カタルーニャ自治州で、新しいオーガニック食品店とカフェが誕生する。

このチェーンは、エコヴェリタスという新しい企業の一事業となる予定である。これは、スペインの小売業グループのカプラボ、スペインの食品企業のボルヘス、そして一人の大学教授と4人の小規模な投資家によるジョイントベンチャーである。

エサデ大学のマーケティングの教授であるカルロス・トレシーリャ氏は、スペインにおける、オーガニック食品の成長が秘める潜在能力は計り知れないとし、この好機をつかもうと決意して、カタルーニャ内の企業に彼の計画を持ち込んだ。そこで、カプラボの副会長で共同経営者のシルヴィオ・エリアス・マリモン氏と、ボルヘスの共同経営者であるホセ・ポンタネモス氏が、トレシーリャ氏と力を合わせようということになったのだ。
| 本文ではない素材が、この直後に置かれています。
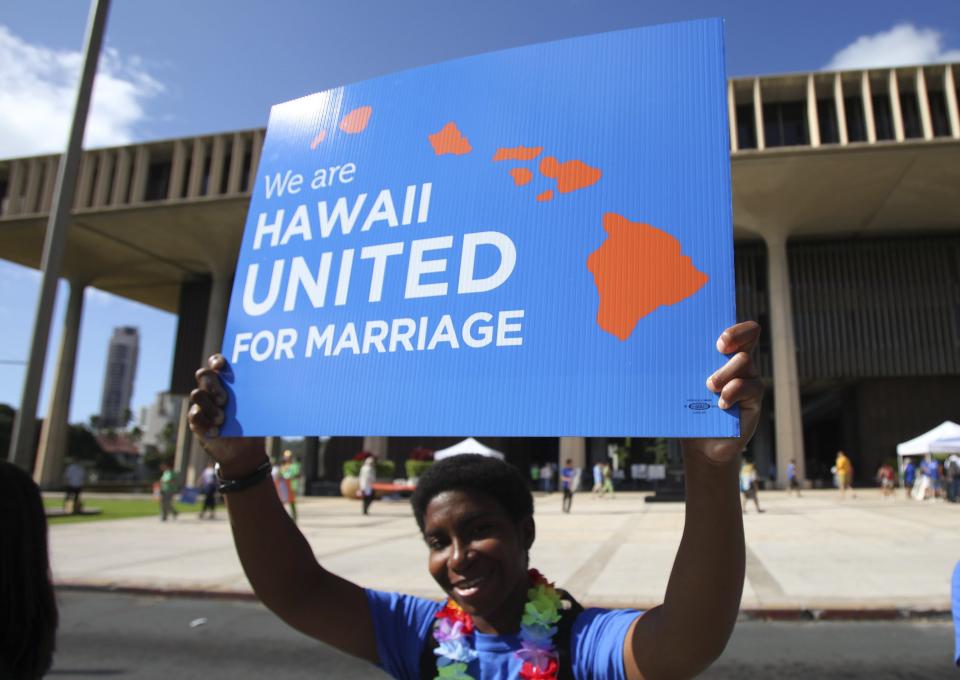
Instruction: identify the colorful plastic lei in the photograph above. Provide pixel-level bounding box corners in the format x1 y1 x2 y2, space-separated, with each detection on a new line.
433 569 562 680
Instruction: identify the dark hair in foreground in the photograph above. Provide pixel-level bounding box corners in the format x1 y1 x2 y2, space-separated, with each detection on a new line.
410 453 533 532
0 460 58 678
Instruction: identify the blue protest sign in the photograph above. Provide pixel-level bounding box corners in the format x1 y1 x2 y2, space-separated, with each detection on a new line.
223 20 738 436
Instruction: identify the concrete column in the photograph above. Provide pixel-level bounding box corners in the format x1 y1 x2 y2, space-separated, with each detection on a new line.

エコヴェリタスの最初の店舗は、130uの面積をもち、2週間のうちに、サリア(バルセロナ)にオープン予定である。エコヴェリタスの最初のカフェとその他2つのオーガニック食品店が、3ヶ月以内にオープンの予定だ。

● カスティーリャ・ラ・マンチャ自治州、オーガニック耕地を3倍に

カスティーリャ・ラ・マンチャ自治州の農業委員会は、これから5年で同州内のオーガニック生産エリアを3倍にすると発表した。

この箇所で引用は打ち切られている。